Talent drives economic competitiveness. Austin has no problem attracting talent from other U.S. regions, and, increasingly, from around the world. We should be proud of our strong economy and ability to attract skilled workers, but over-reliance on imported talent is not a viable long-term strategy. We can’t survive on growth forever. We will eventually need to come to terms with the fact that the talent pipeline starts here with existing residents, and we must do a better job equipping people with the education and skills they need to succeed, and keep us competitive.
In other words, Austin needs to be a lot more like Pittsburgh. That means better educating the regional workforce and then retaining those graduates. Both cities have a glut of talent for different reasons. Pittsburgh is not dependent on the inmigration pipeline. Austin is. Other parts of the Sun Belt prove that betting on the people continuing to move there is foolish. Recently, Silicon Valley expressed a similar concern.

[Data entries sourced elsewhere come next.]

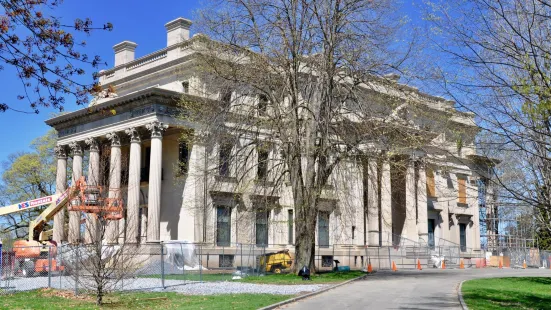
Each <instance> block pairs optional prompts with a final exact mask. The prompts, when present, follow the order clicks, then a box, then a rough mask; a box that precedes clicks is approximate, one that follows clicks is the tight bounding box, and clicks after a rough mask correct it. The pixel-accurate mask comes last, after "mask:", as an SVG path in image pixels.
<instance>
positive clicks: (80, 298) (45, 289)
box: [0, 289, 292, 309]
mask: <svg viewBox="0 0 551 310" xmlns="http://www.w3.org/2000/svg"><path fill="white" fill-rule="evenodd" d="M290 297H292V296H288V295H270V294H235V295H229V294H228V295H213V296H189V295H182V294H177V293H173V292H166V293H145V292H135V293H125V294H112V295H108V296H107V297H104V301H105V304H104V306H103V307H102V308H101V309H258V308H260V307H264V306H267V305H270V304H273V303H276V302H279V301H283V300H285V299H288V298H290ZM69 308H70V309H100V308H99V307H96V306H95V299H94V297H93V296H91V295H81V296H76V297H75V296H73V294H72V292H69V291H59V290H52V289H41V290H36V291H29V292H21V293H14V294H8V295H1V296H0V309H69Z"/></svg>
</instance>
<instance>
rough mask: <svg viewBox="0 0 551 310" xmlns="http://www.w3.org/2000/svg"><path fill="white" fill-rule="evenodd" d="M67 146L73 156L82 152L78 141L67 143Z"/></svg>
mask: <svg viewBox="0 0 551 310" xmlns="http://www.w3.org/2000/svg"><path fill="white" fill-rule="evenodd" d="M69 148H70V149H71V154H73V156H82V155H83V154H84V151H83V150H82V144H81V143H80V142H71V143H69Z"/></svg>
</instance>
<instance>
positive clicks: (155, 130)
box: [145, 121, 168, 138]
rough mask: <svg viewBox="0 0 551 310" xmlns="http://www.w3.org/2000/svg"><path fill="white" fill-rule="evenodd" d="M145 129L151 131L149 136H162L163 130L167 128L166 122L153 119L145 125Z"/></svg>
mask: <svg viewBox="0 0 551 310" xmlns="http://www.w3.org/2000/svg"><path fill="white" fill-rule="evenodd" d="M145 128H147V130H149V131H151V138H162V137H163V132H164V131H165V130H166V129H167V128H168V125H167V124H164V123H162V122H158V121H154V122H151V123H149V124H146V125H145Z"/></svg>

Pittsburgh can afford to gaze at its navel while mulling over workforce development. That's exactly the message communicated by LANXESS CEO and chair of the Allegheny Conference Workplace Committee Randy Dearth during a recent interview with OnQ. He's telling talent to stay put and find the opportunities that exist in the region. There is no urgency to attract workers. The main issue is better matching job seekers with available openings. The local demand for labor doesn't look to outstrip the supply any time soon.
That's good news for companies starving for talent. It is places such as Pittsburgh that can guarantee a reliable supply of trained workers. Austin is trying to stay out in front of this trend, hoping to offer both substantial inmigration and organic talent to companies expecting to grow. That's easier said than done. Of course, Austin likely has time to engineer the turnaround. People are still flocking to Texas for a good reason, jobs.